The Restthe rest - Gilligan's Island

The modules I just mentioned are mainly what I’ve found useful for my blogs. There are still 26 more that you might want to check out. I will go through each one of them real quick.

  • Beautiful Math — If you like math you’ll love this. It makes use of Latex, a markup language that allows you to write mathematical equations, formulas and more.
  • Custom CSS — Most themes will already have this, but if you want you can use this module to add your own CSS changes without using a child theme.
  • Custom Content Types — Use this to display different types of content on your site like Portfolios, Testimonials. This adds a directory to your site. For example “:http://mywebsite.com/portfolio/”
  • Enhanced Distribution — This allows you to instantly share content from your blog to search engines and other users.
  • Gravatar Hovercards — This module will can add user information when you hover over an avatar.
  • Infinite Scroll — This is handy for product pages and adds a trendy feel to your site. If your theme allows infinite scroll you can enable it so users won’t have to load new pages to see new content.
  • JSON API — Get new functionality by connecting other applications and services to your blog with a secure connection.
  • Likes — This is not for Facebook. WordPress.com has it’s own like system that you can enable.
  • Manage — Enabling this allows you update all your WordPress sites in one dashboard
  • Markdown — You can write rich text without having to code or use shortcuts.
  • Mobile Theme — If you don’t have a mobile them you can quickly create one with the mobile theme module.
  • Monitor — When you enable the monitor module, Jetpack will check your site every 5 minutes and notifies you if there is any down time.
  • Notifications — Get notifications when you are logged into WordPress or on your mobile. Use it to hear about news, comments, stats and more.
  • Omnisearch — Add a search box to your WordPress admin to search through your content.
  • Photon — This is an image caching plugin that boosts image load time.
  • Post by Email — Post new articles to your blog through email.
  • Protect — Block malicious IPs and track failed login attempts.
  • Publicize — Connects your site to popular social networking sites. Share posts with Facebook, Twitter, Tumblr, Yahoo! and Linkedin.
  • Related Posts — Finds posts most relevant to an article and shows them underneath it. It’s very lightweight.
  • Single Sign On — Connect with WordPress.com’s single login system so users can comment and interact on your site without signing in.
  • Site Verification — Verify your site with Twitter, Google, Pinterest and Bing to use advanced features.
  • Spelling and Grammar — Uses a proofreading service called After the Deadline to check your articles for spelling and grammar errors.
  • Google Integration — This adds a direct link to your Google+ profile under blog articles.
  • Tiled Galleries — Create some nice looking magazine style layouts for photos without coding.
  • VideoPress — A paid service that lets you upload videos to WordPress.com and display them on your website.
  • VaultPress — A backup service that runs on the same infrastructure as WordPress.com

Bringing it all Together

There are a lot of essential tools contained in the Jetpack bundle. It’s got everything you need to run an awesome blog for free. There’s only two plugins in the bunch that you have to pay for. Nowadays Jetpack’s loading time really isn’t an issue like used to be. If you have a lower tier hosting plan you should monitor some of the modules to make sure it doesn’t affect loading time. Make sure and deactivate any of the modules you aren’t using and you should be fine.

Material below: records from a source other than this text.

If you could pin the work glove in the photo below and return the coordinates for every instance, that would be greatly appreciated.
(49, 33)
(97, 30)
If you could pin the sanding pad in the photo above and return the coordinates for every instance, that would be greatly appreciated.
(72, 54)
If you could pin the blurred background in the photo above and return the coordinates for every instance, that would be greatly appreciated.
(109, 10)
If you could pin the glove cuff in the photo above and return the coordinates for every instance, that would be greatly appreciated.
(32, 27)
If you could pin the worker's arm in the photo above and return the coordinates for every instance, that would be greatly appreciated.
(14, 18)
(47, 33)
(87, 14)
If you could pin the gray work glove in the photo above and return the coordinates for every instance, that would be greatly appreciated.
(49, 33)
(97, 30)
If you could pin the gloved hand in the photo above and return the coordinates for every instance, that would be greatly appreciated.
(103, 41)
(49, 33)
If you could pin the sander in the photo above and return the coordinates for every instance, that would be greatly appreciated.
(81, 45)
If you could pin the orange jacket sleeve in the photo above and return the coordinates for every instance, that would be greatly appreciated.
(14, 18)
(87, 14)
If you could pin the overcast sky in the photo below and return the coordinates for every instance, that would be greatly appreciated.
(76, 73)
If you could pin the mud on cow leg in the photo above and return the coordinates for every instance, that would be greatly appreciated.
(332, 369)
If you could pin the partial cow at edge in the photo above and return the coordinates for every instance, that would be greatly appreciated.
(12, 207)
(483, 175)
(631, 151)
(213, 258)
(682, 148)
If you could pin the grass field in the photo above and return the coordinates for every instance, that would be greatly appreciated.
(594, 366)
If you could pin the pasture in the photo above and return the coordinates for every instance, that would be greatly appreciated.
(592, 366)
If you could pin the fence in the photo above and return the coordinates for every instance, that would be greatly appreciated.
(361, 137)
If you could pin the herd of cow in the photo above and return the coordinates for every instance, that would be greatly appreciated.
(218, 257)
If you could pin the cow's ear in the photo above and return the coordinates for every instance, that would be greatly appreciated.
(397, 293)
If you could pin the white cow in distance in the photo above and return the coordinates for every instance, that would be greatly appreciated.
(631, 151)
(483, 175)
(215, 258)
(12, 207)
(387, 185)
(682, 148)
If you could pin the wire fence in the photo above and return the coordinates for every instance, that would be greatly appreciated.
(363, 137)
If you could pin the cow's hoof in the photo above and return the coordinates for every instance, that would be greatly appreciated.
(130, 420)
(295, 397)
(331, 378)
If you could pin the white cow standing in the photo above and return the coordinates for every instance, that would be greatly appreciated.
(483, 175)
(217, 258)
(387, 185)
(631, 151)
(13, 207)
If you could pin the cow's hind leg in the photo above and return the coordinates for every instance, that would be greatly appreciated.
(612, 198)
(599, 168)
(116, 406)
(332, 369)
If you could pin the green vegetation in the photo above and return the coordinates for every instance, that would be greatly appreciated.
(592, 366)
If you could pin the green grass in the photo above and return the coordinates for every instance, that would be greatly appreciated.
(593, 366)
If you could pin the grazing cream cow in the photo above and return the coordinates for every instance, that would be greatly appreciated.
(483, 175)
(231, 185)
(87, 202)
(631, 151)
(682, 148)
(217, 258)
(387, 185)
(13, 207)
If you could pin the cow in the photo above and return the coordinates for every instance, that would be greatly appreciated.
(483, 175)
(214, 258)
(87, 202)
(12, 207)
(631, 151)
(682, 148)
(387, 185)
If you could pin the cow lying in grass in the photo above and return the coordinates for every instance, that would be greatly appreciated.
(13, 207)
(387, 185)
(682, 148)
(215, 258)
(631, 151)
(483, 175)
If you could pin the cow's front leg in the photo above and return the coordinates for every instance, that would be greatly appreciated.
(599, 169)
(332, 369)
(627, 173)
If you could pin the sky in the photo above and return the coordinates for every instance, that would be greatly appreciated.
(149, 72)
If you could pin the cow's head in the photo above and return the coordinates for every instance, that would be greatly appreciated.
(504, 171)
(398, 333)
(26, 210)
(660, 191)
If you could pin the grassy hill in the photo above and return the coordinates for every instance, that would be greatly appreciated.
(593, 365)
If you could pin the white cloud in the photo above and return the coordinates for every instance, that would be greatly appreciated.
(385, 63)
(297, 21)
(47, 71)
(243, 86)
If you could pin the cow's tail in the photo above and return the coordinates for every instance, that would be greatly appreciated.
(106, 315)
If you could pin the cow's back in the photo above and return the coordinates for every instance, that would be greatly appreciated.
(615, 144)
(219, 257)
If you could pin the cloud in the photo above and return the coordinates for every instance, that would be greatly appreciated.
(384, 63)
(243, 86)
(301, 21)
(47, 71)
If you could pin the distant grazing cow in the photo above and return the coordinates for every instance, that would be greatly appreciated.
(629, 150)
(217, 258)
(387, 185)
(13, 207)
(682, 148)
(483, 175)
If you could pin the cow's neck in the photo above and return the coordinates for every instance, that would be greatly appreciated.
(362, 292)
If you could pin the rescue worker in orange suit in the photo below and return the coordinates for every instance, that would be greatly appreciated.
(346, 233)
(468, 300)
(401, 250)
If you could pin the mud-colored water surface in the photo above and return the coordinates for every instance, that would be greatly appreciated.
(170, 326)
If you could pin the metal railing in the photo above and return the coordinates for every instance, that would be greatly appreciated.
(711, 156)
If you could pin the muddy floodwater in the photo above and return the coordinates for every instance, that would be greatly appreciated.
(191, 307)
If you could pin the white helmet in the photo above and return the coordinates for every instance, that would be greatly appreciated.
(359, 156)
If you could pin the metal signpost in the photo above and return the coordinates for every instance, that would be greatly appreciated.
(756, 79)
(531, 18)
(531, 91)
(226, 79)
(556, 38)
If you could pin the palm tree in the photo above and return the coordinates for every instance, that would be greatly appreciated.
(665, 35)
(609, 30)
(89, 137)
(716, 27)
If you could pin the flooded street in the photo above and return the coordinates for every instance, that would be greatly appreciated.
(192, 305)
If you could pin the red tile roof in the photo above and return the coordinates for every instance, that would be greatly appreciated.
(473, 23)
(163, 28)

Disclosure: This page may contain external affiliate links that may result in us receiving a comission if you choose to purchase said product. The opinions on this page are our own. We do not receive payment for positive reviews.
3 replies
  1. Peter Gorkiy
    Peter Gorkiy says:

    100%! We love this especially for stats and use it all the time. Btw do you know why it has so much difference with Google Analytics stats?

    • Adam Krieger
      Adam Krieger says:

      If I’m not mistaken Google Analytics measures page views, while Jetpack stats measures visits and visitors. I think it’s a good idea to use both if you can.